Вот такой «сон» приснился Льву Давидовичу. Но через несколько страниц приходит пробуждение. И, посмотрев уже незамутнённым, утратившим розовый флёр взором на реальность, он даёт задний ход и объявляет, что вообще-то гораздо более вероятен другой вариант эволюции этого «переходного периода»: «в порядок дня станет скорее буржуазная контрреволюция, чем восстание рабочих против бюрократии»93.

И всё же не может революционный романтик смириться с поражением. Перекрыты пути к социализму на национальной арене? Ну, что же? Зайдём с другого конца – с международного. И начинается новая сказка: «Если… пролетариат Западной Европы проложит себе дорогу к власти, откроется новая глава и в истории СССР. Первая же победа революции в Европе пройдет электризующим током через советские массы, выправит их, поднимет дух независимости, пробудит традиции 1905 и 1917 годов, подорвет позиции бонапартистской бюрократии и приобретет для Четвертого Интернационала не меньшее значение, чем Октябрьская революция имела для Третьего. Только на этом пути первое рабочее государство будет спасено для социалистического будущего»94.

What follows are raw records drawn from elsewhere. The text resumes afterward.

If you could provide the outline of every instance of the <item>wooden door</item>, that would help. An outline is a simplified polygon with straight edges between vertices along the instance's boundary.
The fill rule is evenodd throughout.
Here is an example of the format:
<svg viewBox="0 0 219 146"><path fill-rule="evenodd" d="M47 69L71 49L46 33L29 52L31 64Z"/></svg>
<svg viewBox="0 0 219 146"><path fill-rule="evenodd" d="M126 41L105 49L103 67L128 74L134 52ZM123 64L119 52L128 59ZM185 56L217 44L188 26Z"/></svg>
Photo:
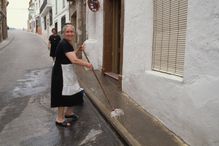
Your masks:
<svg viewBox="0 0 219 146"><path fill-rule="evenodd" d="M123 1L104 1L103 72L118 79L122 75Z"/></svg>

Вот, оказывается, как: «Только на этом пути» будет спасено социалистическое будущее России! И, значит, все нарисованные прежде картины победоносной национально-российской социалистической революции – не более, чем утопические мечтания? Видимо, так.

Но, отказываясь от одной революционной грёзы, наш революционно-романтический автор тут же рисует другую: поднявшийся на революцию западный пролетариат спасёт дело социализма в мире вообще и в России, в частности. Наивность этого нового оптимизма выявила вся последовавшая история: никаких социалистических революций в капиталистическом мире, как известно, не произошло. И «рабочее государство» (придуманное Троцким) так и не было «спасено для социалистического будущего…

Дорогой Лев Давидович, знаете что: поскольку уж речь зашла о «грёзах» и «снах», то пусть и мне приснится – будто Вы пришли ко мне в гости (спасибо, это для меня большая честь!). Мы садимся с Вами на мой старенький, видавший виды, но очень уютный диванчик, зажигаем мягкий свет настольной (с бордовым абажуром) лампы и начинаем задушевную, дружескую (не без некоторых взаимных упрёков) беседу. Мне прискучило говорить о Вас в третьем лице, как-то очень уж официально получается…

Я начал бы наш разговор со слов глубокого к Вам уважения – за всю Вашу деятельность, за революционную гордость, которой дышат все Ваши сочинения, за честный и убедительный анализ сталинской системы, принесшей так много бед нашему с Вами любимому и многострадальному Отечеству.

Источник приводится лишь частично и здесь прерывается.